According to the latest AI news, researchers at Plymouth University trained artificial neural networks (ANN) in order to recognize alien life on other planets. Plymouth University’s Centre for Robotics and Neural Systems used ANNs that make use of similar learning techniques to the human brain for estimating the probability of alien life.
The researchers hope that the technology can be used aboard robotic spacecraft on alien-hunting space missions. Christopher Bishop, a Ph.D. student in the University who led this research said: “We’re currently interested in these ANNs for prioritizing exploration for a hypothetical, intelligent, interstellar spacecraft scanning an exoplanet system at a range.”
He further added saying “We’re also looking at the use of the large area, deployable, planar Fresnel antennas to get data back to Earth from an interstellar probe at large distances. This would be needed if the technology we used in robotic spacecraft in the future.”
This AI technology works by classifying planets into five main categories, in order to determine whether they are most similar to modern-day Earth, early Earth, Mars, Venus or Saturn’s moon Titan. After classifying a planet, the neural network makes use of a “probability of life” metric based on the profile of five target types.

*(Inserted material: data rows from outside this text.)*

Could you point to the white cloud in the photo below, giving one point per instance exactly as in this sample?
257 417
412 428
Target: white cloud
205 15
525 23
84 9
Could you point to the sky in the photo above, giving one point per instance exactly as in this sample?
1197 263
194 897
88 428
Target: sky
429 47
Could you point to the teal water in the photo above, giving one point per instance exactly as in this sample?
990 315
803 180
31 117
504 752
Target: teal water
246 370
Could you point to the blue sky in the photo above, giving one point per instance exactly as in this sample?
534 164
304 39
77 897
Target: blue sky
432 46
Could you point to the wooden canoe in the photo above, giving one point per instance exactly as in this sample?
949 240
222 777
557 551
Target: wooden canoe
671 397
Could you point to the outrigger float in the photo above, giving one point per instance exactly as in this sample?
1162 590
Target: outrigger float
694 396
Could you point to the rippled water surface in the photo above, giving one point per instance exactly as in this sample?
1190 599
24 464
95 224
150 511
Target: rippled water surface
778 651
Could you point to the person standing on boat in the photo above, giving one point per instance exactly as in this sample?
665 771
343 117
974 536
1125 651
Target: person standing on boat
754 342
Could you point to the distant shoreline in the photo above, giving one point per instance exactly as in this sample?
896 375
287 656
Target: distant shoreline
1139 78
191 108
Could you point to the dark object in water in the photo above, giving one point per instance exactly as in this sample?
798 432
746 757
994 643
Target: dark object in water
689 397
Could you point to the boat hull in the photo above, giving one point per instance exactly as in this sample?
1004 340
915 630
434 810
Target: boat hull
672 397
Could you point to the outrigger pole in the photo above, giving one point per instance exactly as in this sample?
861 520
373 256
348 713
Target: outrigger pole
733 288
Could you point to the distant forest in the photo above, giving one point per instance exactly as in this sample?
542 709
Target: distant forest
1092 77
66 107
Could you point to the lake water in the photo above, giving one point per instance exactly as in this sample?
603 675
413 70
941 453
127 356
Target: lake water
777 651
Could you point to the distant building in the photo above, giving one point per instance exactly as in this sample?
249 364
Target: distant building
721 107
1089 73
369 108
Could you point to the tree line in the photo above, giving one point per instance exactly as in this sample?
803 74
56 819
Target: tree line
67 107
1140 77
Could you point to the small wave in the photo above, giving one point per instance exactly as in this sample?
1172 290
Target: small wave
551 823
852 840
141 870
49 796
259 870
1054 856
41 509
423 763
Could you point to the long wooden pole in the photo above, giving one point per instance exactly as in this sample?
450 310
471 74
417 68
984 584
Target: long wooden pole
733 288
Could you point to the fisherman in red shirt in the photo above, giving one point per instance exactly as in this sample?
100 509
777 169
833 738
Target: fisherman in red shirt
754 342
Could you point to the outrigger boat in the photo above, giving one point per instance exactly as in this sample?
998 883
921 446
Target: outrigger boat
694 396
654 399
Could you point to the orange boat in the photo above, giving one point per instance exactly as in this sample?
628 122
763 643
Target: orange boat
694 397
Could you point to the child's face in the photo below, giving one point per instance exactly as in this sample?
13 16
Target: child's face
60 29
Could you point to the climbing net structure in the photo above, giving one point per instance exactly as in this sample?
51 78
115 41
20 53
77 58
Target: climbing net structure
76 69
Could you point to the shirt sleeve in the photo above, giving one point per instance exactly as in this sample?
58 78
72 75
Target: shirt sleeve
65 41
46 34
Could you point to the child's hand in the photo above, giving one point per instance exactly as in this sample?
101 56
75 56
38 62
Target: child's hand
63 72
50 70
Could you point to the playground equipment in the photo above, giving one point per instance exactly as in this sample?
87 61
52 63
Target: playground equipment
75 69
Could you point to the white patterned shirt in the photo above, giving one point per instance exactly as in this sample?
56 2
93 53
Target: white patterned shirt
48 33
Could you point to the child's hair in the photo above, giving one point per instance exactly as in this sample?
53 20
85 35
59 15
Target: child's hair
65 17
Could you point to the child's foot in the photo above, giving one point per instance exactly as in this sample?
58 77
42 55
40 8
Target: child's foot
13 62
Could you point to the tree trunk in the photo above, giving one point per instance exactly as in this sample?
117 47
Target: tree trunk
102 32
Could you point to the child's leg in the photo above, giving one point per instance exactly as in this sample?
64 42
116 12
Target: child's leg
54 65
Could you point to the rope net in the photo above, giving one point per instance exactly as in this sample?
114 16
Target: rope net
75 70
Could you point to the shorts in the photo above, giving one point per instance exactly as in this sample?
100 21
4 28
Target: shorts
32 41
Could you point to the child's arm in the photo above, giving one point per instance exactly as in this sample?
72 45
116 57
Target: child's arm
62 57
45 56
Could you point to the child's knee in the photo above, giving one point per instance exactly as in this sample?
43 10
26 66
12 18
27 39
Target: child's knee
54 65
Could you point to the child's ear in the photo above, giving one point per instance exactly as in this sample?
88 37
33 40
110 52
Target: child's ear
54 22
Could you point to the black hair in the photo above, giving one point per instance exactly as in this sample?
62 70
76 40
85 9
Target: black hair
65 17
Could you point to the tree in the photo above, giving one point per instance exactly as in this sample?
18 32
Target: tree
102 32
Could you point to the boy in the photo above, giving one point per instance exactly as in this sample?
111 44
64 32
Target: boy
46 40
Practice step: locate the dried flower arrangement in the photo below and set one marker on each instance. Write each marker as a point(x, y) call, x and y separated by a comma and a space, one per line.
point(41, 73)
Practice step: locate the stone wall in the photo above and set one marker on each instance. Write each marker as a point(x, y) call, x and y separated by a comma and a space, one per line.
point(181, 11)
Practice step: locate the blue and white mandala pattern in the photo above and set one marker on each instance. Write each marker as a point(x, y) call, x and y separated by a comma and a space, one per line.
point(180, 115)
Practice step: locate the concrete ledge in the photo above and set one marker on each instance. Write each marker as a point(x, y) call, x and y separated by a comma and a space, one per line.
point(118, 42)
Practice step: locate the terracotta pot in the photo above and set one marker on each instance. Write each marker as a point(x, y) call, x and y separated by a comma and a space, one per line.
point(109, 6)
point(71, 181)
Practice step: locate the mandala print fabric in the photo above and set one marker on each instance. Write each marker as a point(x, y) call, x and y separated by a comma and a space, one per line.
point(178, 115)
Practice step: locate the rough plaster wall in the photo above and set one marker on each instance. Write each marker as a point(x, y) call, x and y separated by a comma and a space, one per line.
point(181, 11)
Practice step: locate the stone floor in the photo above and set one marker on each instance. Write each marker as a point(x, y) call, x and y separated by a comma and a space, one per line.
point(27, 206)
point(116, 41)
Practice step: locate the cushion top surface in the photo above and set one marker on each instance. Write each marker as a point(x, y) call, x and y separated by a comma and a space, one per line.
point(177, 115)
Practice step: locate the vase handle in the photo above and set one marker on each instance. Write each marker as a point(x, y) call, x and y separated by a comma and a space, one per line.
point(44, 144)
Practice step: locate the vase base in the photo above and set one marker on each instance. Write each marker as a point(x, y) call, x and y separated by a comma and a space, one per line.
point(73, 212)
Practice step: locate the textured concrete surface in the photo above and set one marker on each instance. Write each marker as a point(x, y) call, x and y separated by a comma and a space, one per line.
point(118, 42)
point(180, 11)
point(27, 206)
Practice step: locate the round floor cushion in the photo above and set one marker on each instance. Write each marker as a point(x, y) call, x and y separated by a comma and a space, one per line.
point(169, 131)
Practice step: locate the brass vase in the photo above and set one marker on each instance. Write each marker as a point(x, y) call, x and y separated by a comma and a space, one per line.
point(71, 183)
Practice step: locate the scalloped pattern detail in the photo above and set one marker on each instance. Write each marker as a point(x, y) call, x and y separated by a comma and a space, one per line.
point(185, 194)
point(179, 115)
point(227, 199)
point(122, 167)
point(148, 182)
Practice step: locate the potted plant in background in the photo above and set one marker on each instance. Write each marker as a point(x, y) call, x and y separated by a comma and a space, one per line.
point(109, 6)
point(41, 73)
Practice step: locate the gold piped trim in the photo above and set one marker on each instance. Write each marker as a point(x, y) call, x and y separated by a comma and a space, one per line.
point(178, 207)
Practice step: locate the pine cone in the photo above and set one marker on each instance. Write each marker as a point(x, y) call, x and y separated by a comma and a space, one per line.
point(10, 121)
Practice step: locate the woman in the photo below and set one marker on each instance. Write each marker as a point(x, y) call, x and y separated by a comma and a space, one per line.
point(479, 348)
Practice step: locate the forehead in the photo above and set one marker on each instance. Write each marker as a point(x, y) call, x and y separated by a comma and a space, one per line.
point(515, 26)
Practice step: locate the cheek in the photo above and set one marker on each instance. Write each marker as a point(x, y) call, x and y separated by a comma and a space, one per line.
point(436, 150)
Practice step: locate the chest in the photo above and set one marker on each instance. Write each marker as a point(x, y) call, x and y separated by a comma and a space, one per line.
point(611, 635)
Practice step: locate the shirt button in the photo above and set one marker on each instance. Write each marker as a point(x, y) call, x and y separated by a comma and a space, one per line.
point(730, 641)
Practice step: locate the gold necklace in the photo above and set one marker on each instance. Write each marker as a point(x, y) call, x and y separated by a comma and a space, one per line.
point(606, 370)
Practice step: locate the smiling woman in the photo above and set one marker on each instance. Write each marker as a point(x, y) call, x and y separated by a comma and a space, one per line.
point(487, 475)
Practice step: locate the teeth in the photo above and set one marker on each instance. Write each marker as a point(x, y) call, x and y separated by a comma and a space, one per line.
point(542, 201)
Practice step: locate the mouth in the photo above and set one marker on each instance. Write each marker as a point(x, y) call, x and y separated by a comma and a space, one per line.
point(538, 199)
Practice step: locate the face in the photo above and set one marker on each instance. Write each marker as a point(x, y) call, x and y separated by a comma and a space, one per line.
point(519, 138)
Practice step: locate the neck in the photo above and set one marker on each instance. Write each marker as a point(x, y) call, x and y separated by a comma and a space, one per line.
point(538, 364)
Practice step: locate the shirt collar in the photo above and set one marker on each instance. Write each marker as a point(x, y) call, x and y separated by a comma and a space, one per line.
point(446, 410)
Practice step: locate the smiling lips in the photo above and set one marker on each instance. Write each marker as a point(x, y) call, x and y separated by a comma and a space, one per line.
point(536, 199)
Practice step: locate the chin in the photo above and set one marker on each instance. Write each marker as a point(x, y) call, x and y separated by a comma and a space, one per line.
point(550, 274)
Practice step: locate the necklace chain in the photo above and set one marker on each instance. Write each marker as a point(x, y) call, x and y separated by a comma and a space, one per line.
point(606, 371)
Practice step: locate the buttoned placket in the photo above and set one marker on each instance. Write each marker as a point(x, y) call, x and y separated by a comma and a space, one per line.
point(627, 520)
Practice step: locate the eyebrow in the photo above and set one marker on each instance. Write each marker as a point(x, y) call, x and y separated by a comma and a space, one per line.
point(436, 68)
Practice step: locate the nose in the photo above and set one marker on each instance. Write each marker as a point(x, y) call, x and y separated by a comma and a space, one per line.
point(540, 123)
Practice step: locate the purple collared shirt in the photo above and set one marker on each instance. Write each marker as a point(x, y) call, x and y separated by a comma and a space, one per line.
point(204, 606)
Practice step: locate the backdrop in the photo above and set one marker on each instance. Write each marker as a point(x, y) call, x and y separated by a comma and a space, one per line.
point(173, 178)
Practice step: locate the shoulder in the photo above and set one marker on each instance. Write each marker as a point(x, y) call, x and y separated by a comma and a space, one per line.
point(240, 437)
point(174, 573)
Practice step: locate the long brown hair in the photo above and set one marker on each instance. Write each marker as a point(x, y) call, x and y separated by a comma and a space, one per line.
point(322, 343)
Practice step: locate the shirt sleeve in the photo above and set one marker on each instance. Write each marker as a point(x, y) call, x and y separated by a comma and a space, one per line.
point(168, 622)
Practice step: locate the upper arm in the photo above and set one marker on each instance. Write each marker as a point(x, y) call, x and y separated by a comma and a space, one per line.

Since currently life is only known to exist on planet earth; the classification uses a “probability of life” metric, which is based on the relatively well-understood orbital and atmospheric properties of the five target types. Given the increase in spectral detail expected from upcoming space missions, the technique may also be ideally suited for selecting the target for future observations. The work was presented at the European Week of Astronomy and Space Science in Liverpool during early April.